More than 100 subcontractors who helped build the Venetian hotel-casino have filed liens totaling at least $300 million against the resort and its general contractor, New York-based Lehrer McGovern Bovis Inc. The claimants say they haven't been paid for work done on or materials supplied to the $1.5 billion Strip property.
One of the NSCA's organizers, Gene Newton of Saffles Construction, said the Venetian project isn't the only major Southern Nevada construction job in which subcontractors are failing to get paid.
He said his company is owed at least $600,000 for work on the $15-story, $98 million federal courthouse being built at 333 Las Vegas Boulevard South. And subcontractors working on other hotel construction projects are also having trouble collecting money they're owed, he said.

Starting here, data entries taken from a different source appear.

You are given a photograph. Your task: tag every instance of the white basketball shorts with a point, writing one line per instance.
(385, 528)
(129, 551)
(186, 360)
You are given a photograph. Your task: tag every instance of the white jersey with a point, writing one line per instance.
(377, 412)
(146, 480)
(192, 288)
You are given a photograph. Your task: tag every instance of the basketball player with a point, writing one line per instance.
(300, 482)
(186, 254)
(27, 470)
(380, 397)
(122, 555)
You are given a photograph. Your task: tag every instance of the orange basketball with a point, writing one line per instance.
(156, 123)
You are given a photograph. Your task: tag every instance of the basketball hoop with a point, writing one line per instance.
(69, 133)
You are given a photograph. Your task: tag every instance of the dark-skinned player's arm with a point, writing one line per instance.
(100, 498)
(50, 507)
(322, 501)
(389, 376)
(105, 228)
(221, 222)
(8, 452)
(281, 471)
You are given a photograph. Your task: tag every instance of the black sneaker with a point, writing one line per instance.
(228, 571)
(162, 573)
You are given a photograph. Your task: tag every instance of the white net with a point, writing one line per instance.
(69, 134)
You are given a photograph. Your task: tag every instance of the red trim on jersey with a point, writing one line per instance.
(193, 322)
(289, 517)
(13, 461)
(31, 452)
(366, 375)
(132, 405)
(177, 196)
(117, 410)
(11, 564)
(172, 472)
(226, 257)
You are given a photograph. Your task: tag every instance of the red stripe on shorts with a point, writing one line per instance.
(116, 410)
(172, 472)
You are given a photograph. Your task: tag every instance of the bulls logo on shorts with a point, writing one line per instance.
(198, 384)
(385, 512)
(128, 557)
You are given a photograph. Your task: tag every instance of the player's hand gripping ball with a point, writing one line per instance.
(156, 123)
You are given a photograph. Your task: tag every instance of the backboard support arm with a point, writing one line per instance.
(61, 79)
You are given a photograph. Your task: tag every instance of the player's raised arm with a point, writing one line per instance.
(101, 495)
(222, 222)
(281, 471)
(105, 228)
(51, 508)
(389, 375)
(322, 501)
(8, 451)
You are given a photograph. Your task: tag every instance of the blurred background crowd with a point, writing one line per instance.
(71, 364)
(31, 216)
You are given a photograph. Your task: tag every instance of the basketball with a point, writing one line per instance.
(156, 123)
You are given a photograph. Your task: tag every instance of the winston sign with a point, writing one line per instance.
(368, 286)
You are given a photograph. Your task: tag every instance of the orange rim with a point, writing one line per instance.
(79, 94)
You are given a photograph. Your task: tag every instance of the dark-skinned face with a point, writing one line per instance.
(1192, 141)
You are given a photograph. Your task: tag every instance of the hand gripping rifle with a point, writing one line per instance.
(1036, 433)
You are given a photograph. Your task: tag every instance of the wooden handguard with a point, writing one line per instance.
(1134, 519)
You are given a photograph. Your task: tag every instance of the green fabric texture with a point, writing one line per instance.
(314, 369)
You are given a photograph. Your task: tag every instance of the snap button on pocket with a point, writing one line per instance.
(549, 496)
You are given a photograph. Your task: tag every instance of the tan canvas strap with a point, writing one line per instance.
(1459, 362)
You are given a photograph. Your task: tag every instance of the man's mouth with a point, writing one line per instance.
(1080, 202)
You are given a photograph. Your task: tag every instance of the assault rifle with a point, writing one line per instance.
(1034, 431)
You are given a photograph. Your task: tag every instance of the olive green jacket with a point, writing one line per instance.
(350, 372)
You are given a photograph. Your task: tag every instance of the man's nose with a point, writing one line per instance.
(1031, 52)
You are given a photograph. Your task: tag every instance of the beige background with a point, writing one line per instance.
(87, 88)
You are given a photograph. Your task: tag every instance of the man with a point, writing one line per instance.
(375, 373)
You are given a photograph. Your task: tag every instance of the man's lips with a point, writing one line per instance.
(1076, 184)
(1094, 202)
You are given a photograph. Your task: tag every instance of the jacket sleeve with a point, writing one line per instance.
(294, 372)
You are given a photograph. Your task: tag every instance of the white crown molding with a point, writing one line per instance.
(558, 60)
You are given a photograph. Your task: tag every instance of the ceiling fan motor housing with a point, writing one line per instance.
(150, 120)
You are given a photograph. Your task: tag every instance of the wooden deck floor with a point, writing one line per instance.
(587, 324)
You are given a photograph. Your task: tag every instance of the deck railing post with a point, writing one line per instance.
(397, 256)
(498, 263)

One goal of the NSCA, Newton said, "is to act like a union that would pull all subcontractors off a job if any of them aren't getting paid." Another is to establish the NSCA as a lobbying agency for subcontractors.
The Associated General Contractors (AGC) does a good job representing the interests of large contracting firms that manage construction of major projects, Newton said.
"But there are a lot of smaller subcontractors who aren't truly represented" when issues are brought before the state Legislature or other bodies, he said.
The NSCA estimates there are at least 14,000 subcontractors in Nevada, ranging in size from one-person operations to businesses that employ hundreds when they land contracts for major construction jobs.